RUSYA VE ESAD’LA KARŞILAŞMA
İkinci sorun, Rusya ve Esad güçleri ile karşılaşma riskiydi ve
göstere göstere geliyordu. İlk olay 25 Kasım 2016’da yaşandı. Bir
Suriye uçağı TSK birliğini bombaladı ve 3 şehit verdik. 9 Şubat
sabahı da El Bab’da Rus uçağının ‘dost ateşi’ üç askerimizi şehit
etti. İlk saldırı, TSK’nın YPG’nin Afrin-Membiç hattını birleştirme
girişimini önlemek için askeri harekât yapmasından sonra
gerçekleşmişti.

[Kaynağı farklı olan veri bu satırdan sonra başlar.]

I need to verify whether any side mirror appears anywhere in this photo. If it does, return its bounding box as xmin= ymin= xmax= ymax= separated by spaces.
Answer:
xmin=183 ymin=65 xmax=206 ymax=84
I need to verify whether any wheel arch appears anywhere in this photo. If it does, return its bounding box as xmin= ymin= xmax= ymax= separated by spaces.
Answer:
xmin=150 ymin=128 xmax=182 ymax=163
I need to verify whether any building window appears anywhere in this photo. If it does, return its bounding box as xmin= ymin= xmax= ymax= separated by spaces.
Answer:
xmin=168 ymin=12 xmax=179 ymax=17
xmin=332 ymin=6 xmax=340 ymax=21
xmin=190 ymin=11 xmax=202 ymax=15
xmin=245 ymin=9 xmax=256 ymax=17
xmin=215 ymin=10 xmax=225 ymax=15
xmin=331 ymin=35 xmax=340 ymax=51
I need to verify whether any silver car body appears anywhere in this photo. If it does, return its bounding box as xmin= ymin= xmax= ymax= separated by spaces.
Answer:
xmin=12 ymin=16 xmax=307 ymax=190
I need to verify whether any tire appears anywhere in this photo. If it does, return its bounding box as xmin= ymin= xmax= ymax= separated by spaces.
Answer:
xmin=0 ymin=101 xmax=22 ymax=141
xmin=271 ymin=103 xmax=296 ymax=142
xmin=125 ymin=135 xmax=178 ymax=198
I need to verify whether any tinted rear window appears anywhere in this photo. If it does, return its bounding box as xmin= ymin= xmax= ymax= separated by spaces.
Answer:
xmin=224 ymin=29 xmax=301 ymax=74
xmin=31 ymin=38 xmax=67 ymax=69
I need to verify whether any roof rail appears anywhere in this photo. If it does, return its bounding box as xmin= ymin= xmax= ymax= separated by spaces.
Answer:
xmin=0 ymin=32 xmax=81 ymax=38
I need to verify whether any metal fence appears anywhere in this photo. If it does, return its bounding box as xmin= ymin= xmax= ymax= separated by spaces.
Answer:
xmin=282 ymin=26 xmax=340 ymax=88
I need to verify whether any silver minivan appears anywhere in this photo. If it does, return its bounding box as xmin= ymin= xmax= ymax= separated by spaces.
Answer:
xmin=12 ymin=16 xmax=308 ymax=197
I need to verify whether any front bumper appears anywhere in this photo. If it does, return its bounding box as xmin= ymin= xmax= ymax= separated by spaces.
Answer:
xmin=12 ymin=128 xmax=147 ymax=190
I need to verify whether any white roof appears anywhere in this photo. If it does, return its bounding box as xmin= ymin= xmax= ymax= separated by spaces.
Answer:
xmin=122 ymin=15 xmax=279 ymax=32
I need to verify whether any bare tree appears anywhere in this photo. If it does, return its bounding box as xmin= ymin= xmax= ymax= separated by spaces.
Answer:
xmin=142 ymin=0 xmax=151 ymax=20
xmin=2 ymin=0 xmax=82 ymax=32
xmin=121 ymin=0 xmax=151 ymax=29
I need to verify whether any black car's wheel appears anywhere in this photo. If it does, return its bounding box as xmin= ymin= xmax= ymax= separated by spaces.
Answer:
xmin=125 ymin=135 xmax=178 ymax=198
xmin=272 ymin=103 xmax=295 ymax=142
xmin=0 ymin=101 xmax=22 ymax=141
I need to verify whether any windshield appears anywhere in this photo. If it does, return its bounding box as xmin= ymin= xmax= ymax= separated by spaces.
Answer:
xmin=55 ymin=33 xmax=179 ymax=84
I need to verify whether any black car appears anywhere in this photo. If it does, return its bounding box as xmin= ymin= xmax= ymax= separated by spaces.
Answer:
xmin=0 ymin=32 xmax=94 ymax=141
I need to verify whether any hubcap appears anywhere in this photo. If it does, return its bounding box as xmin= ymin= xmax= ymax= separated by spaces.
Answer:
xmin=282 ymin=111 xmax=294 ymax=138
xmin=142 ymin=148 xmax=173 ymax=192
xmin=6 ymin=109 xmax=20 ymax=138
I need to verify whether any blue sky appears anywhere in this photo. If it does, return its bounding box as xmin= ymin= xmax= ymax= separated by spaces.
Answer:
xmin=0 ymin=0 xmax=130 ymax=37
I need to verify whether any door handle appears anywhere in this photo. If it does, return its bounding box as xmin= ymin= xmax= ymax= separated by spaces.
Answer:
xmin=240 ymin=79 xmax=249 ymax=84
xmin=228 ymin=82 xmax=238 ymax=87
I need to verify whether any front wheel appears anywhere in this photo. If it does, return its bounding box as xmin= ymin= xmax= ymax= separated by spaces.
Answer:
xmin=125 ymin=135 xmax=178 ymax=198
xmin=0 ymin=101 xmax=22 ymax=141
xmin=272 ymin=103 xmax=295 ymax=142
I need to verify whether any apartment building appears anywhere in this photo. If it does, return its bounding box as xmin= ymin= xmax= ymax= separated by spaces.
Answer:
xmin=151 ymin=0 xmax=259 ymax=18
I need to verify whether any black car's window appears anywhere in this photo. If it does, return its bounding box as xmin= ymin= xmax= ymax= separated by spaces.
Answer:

Üstelik o gün Türk jetinin Rus jetini düşürmesinin
1. yıldönümüydü. İkinci saldırı ise CIA Başkanı Mike Pompeo
Ankara’ya Türkiye’nin El Bab ve Rakka planını almaya geldiğinde
yaşandı.
Ankara’daki yetkililer, Ankara ile Moskova arasındaki mutabakata
tam uyulması halinde bu tür risklerin ortadan kalkacağına inanıyor.
Ancak, sahada durum o kadar basit değil. Dinamik bir cephe var ve
stratejik bölgeler zaman zaman el değiştirebiliyor. Karada ve
havada birlikleri burun buruna gelen Rus komutanlarla Türk
komutanların iletişiminde her zaman, siyasilerin arasındaki
uzlaşmaya dayalı ortak dil bulunamıyor.
Son olayda Rus tarafı, ‘Orada Türkler değil IŞİD vardı, el
değiştirildiğinden haberimiz yoktu’ savunması yaptı. Oysa, yapılan
‘işbölümü’nde bombalanan yerin TSK ve ÖSO’nun hedefinde olduğunu
Ruslar da biliyordu. Ruslara, TSK unsurlarını IŞİD’ci gibi gösteren
ve koordinat veren istihbarat kaynağının Suriye muhaberatı olması
da herhalde tesadüf değildir.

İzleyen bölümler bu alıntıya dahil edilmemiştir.